Le ultime parole e l’ultima preghiera del Santo John Plessington furono appunto queste: «Dio benedica il Re e la sua famiglia e voglia concedere a Sua Maestà un prospero regno in questa vita e una corona di gloria nell’altra. Dio conceda pace ai suoi sudditi consentendo loro di vivere e di morire nella vera fede, nella speranza e nella carità».

«POSSANO TUTTI OTTENERE LA SALVEZZA»

Così il Santo Alban Roe, poco prima dell’impiccagione, pregò: «Perdona, o mio Dio, le mie innumerevoli offese, come io perdono i miei persecutori», e, come lui, il Santo Thomas Garnet che - dopo aver singolarmente nominato e perdonato coloro che lo avevano tradito, arrestato e condannato - supplicò Dio dicendo: «Possano tutti ottenere la salvezza e con me raggiungere il cielo».

Leggendo gli atti del loro martirio e meditando il ricco materiale raccolto con tanta cura sulle circostanze storiche della loro vita e del loro martirio, rimaniamo colpiti soprattutto da ciò che inequivocabilmente e luminosamente rifulge nella loro esistenza; esso, per la sua stessa natura, è tale da trascendere i secoli, e quindi da rimanere sempre pienamente attuale e, specie ai nostri giorni, di importanza capitale. Ci riferiamo al fatto che questi eroici figli e figlie dell’Inghilterra e del Galles presero la loro fede veramente sul serio: ciò significa che essi l’accettarono come l’unica norma della loro vita e di tutta la loro condotta, ritraendone una grande serenità ed una profonda gioia spirituale. Con una freschezza e spontaneità non priva di quel prezioso dono che è l’umore tipicamente proprio della loro gente, con un attaccamento al loro dovere schivo da ogni ostentazione, e con la schiettezza tipica di coloro che vivono con convinzioni profonde e ben radicate, questi Santi Martiri sono un esempio raggiante del cristiano che veramente vive la sua consacrazione battesimale, cresce in quella vita che nel sacramento dell’iniziazione gli è stata data e che quello della confermazione ha rinvigorito, in modo tale che la religione non è per lui un fattore marginale, bensì l’essenza stessa di tutto il suo essere ed agire, facendo sì che la carità divina diviene la forza ispiratrice, fattiva ed operante di una esistenza, tutta protesa verso l’unione di amore con Dio e con tutti gli uomini di buona volontà, che troverà la sua pienezza nell’eternità.

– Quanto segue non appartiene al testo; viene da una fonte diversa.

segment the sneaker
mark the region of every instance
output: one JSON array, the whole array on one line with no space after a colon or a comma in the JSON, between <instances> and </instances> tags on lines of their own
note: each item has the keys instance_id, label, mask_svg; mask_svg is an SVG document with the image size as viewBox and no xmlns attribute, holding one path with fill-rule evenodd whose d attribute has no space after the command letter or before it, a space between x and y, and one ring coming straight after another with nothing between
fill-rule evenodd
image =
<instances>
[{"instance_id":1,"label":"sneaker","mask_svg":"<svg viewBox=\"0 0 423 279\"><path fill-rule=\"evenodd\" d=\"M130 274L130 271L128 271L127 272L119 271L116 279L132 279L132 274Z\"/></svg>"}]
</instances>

La Chiesa e il mondo di oggi hanno sommamente bisogno di tali uomini e donne, di ogni condizione me stato di vita, sacerdoti, religiosi e laici, perché solo persone di tale statura e di tale santità saranno capaci di cambiare il nostro mondo tormentato e di ridargli, insieme alla pace, quell’orientamento spirituale e veramente cristiano a cui ogni uomo intimamente anela - anche talvolta senza esserne conscio - e di cui tutti abbiamo tanto bisogno.

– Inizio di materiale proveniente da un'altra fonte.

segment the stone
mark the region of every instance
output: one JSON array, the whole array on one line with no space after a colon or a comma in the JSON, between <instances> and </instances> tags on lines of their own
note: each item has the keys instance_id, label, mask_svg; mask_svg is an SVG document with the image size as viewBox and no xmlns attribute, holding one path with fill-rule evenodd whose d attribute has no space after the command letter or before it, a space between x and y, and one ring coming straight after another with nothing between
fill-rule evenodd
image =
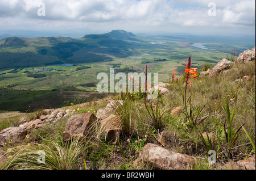
<instances>
[{"instance_id":1,"label":"stone","mask_svg":"<svg viewBox=\"0 0 256 181\"><path fill-rule=\"evenodd\" d=\"M237 165L242 170L255 170L255 154L244 160L240 160L237 162Z\"/></svg>"},{"instance_id":2,"label":"stone","mask_svg":"<svg viewBox=\"0 0 256 181\"><path fill-rule=\"evenodd\" d=\"M3 146L3 145L6 143L7 140L5 137L0 134L0 146Z\"/></svg>"},{"instance_id":3,"label":"stone","mask_svg":"<svg viewBox=\"0 0 256 181\"><path fill-rule=\"evenodd\" d=\"M47 110L44 110L44 112L46 112L47 114L49 114L51 113L51 112L53 111L54 109L47 109Z\"/></svg>"},{"instance_id":4,"label":"stone","mask_svg":"<svg viewBox=\"0 0 256 181\"><path fill-rule=\"evenodd\" d=\"M26 119L25 119L25 118L22 118L22 119L20 119L19 120L19 123L20 124L23 124L23 123L26 123L26 122L27 122L27 120Z\"/></svg>"},{"instance_id":5,"label":"stone","mask_svg":"<svg viewBox=\"0 0 256 181\"><path fill-rule=\"evenodd\" d=\"M200 133L199 134L199 135L200 137L201 137L201 134ZM202 135L203 135L203 137L206 141L207 141L207 140L208 140L207 135L208 136L209 138L210 138L212 140L214 138L214 134L213 133L207 133L205 132L203 132Z\"/></svg>"},{"instance_id":6,"label":"stone","mask_svg":"<svg viewBox=\"0 0 256 181\"><path fill-rule=\"evenodd\" d=\"M221 72L221 71L228 69L230 68L232 62L224 58L221 60L217 65L212 69L209 75L210 77L216 75Z\"/></svg>"},{"instance_id":7,"label":"stone","mask_svg":"<svg viewBox=\"0 0 256 181\"><path fill-rule=\"evenodd\" d=\"M161 144L162 146L165 147L166 146L166 143L164 140L164 132L161 132L158 134L158 141Z\"/></svg>"},{"instance_id":8,"label":"stone","mask_svg":"<svg viewBox=\"0 0 256 181\"><path fill-rule=\"evenodd\" d=\"M250 79L250 76L245 75L243 77L243 79L245 81L248 81Z\"/></svg>"},{"instance_id":9,"label":"stone","mask_svg":"<svg viewBox=\"0 0 256 181\"><path fill-rule=\"evenodd\" d=\"M159 87L166 88L170 85L170 84L168 83L163 83L162 82L158 82L158 87Z\"/></svg>"},{"instance_id":10,"label":"stone","mask_svg":"<svg viewBox=\"0 0 256 181\"><path fill-rule=\"evenodd\" d=\"M255 170L255 154L237 162L229 161L222 166L222 169L224 170Z\"/></svg>"},{"instance_id":11,"label":"stone","mask_svg":"<svg viewBox=\"0 0 256 181\"><path fill-rule=\"evenodd\" d=\"M196 161L196 158L169 151L153 144L147 144L134 165L142 161L150 163L155 169L186 170Z\"/></svg>"},{"instance_id":12,"label":"stone","mask_svg":"<svg viewBox=\"0 0 256 181\"><path fill-rule=\"evenodd\" d=\"M209 74L210 73L211 71L212 71L212 70L210 69L208 69L208 70L207 70L207 71L201 71L200 74L199 74L199 77L201 78L201 77L209 75Z\"/></svg>"},{"instance_id":13,"label":"stone","mask_svg":"<svg viewBox=\"0 0 256 181\"><path fill-rule=\"evenodd\" d=\"M106 135L106 139L115 144L117 138L122 131L120 117L111 115L101 121L101 127Z\"/></svg>"},{"instance_id":14,"label":"stone","mask_svg":"<svg viewBox=\"0 0 256 181\"><path fill-rule=\"evenodd\" d=\"M92 113L75 115L68 120L65 131L62 133L64 141L72 138L83 137L90 125L97 120L96 116Z\"/></svg>"},{"instance_id":15,"label":"stone","mask_svg":"<svg viewBox=\"0 0 256 181\"><path fill-rule=\"evenodd\" d=\"M97 111L97 117L100 120L107 118L115 112L118 106L123 104L123 101L122 100L108 100L105 108L100 108Z\"/></svg>"},{"instance_id":16,"label":"stone","mask_svg":"<svg viewBox=\"0 0 256 181\"><path fill-rule=\"evenodd\" d=\"M40 124L42 123L42 120L40 119L36 119L35 120L32 120L28 123L25 123L22 125L23 125L24 127L26 130L29 132L32 128L35 128L35 126Z\"/></svg>"},{"instance_id":17,"label":"stone","mask_svg":"<svg viewBox=\"0 0 256 181\"><path fill-rule=\"evenodd\" d=\"M243 80L241 78L235 80L235 82L236 82L236 83L240 83L240 82L243 82Z\"/></svg>"},{"instance_id":18,"label":"stone","mask_svg":"<svg viewBox=\"0 0 256 181\"><path fill-rule=\"evenodd\" d=\"M20 125L19 127L9 127L3 129L0 132L0 144L3 144L9 140L13 141L19 141L23 140L27 134L27 131L24 126Z\"/></svg>"},{"instance_id":19,"label":"stone","mask_svg":"<svg viewBox=\"0 0 256 181\"><path fill-rule=\"evenodd\" d=\"M160 95L167 95L170 93L170 91L164 87L158 87L158 90L160 91Z\"/></svg>"},{"instance_id":20,"label":"stone","mask_svg":"<svg viewBox=\"0 0 256 181\"><path fill-rule=\"evenodd\" d=\"M47 119L47 116L44 116L44 115L41 115L40 116L40 119L42 121L46 120Z\"/></svg>"},{"instance_id":21,"label":"stone","mask_svg":"<svg viewBox=\"0 0 256 181\"><path fill-rule=\"evenodd\" d=\"M245 57L243 57L244 54ZM236 59L234 64L248 63L255 59L255 48L254 47L251 50L247 49L241 53Z\"/></svg>"},{"instance_id":22,"label":"stone","mask_svg":"<svg viewBox=\"0 0 256 181\"><path fill-rule=\"evenodd\" d=\"M228 73L231 73L232 71L238 72L238 69L237 69L237 68L232 68L232 69L229 69L229 70L223 70L222 72L224 73L225 73L225 74L228 74Z\"/></svg>"},{"instance_id":23,"label":"stone","mask_svg":"<svg viewBox=\"0 0 256 181\"><path fill-rule=\"evenodd\" d=\"M171 111L171 115L172 116L176 115L181 113L181 111L183 111L183 108L182 107L182 106L175 107L172 109L172 111Z\"/></svg>"}]
</instances>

Salga a Dio la nostra gratitudine per aver voluto, nella sua provvida bontà, suscitare questi Santi Martiri, l’operosità e il sacrificio dei quali hanno contribuito alla conservazione della fede cattolica nell’Inghilterra e nel Galles.

Continui il Signore a suscitare nella Chiesa dei laici, religiosi e sacerdoti che siano degni emuli di questi araldi della fede.

Voglia Dio, nel suo amore, che anche oggi fioriscano e si sviluppino dei centri di studio, di formazione e di preghiera, atti, nelle condizioni di oggi, a preparare dei santi sacerdoti e missionari quali furono, in quei tempi, i Venerabili Collegi di Roma e Valladolid e i gloriosi Seminari di St. Omer e Douai, dalle file dei quali uscirono appunto molti dei Quaranta Martiri, perché come uno di essi, una grande personalità, il Santo Edmondo Campion, diceva: «Questa Chiesa non si indebolirà mai fino a quando vi saranno sacerdoti e pastori ad attendere al loro gregge».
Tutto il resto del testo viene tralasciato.